To compare this model to an alternative model for the same data we can use the `compare`

function in the **loo** package. First we’ll fit a second model to the well-switching data, using `log(arsenic)`

instead of `arsenic`

as a predictor:

```
standata$X[, "arsenic"] <- log(standata$X[, "arsenic"])
fit_2 <- stan(fit = fit_1, data = standata)
log_lik_2 <- extract_log_lik(fit_2)
loo_2 <- loo(log_lik_2)
print(loo_2)
```

```
Computed from 4000 by 3020 log-likelihood matrix
Estimate SE
elpd_loo -1952.2 16.2
p_loo 3.0 0.1
looic 3904.4 32.4
----------------
All Pareto k estimates are good (k < 0.5)
```

We can now compare the models on LOO using the `compare`

function:

```
# Compare
diff <- compare(loo_1, loo_2)
```

This new object, `diff`

, contains the estimated difference of expected leave-one-out prediction errors between the two models, along with the standard error:

`print(diff)`

```
elpd_diff se
16.2 4.4
```

The positive difference in `elpd`

(and its scale relative to the standard error) indicates a preference for the *second* model.
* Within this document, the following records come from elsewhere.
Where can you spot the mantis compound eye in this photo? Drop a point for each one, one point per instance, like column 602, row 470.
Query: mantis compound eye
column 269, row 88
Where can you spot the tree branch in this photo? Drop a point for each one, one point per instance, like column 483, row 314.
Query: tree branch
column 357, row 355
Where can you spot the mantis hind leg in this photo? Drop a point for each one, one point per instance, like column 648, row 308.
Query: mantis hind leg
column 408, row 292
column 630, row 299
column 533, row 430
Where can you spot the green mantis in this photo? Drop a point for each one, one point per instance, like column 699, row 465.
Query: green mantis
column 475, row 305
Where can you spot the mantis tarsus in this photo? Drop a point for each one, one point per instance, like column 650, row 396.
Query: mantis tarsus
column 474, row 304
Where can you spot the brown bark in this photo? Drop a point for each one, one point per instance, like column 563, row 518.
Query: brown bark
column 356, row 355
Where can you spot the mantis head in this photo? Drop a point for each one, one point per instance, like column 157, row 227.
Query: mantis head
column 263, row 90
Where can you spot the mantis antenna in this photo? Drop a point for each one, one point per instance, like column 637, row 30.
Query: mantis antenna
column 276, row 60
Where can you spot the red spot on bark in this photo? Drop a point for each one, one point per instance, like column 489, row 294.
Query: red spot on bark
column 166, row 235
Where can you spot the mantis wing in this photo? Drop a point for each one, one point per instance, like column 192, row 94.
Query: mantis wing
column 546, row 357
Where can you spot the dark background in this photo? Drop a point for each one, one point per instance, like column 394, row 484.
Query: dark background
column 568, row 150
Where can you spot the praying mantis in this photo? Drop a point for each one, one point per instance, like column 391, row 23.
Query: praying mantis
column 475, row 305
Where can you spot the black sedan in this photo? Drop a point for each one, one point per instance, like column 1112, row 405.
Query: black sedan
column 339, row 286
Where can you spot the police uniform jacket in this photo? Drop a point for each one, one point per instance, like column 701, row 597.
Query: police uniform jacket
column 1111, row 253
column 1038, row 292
Gelman, A., and Hill, J. (2007). *Data Analysis Using Regression and Multilevel Hierarchical Models.* Cambridge University Press.

Stan Development Team (2016). *The Stan C++ Library, Version 2.10.0.* http://mc-stan.org

Stan Development Team (2016) *RStan: the R interface to Stan, Version 2.9.0.* http://mc-stan.org

Vehtari, A., Gelman, A., and Gabry, J. (2016).

*Practical Bayesian model evaluation using leave-one-out cross-validation and WAIC*.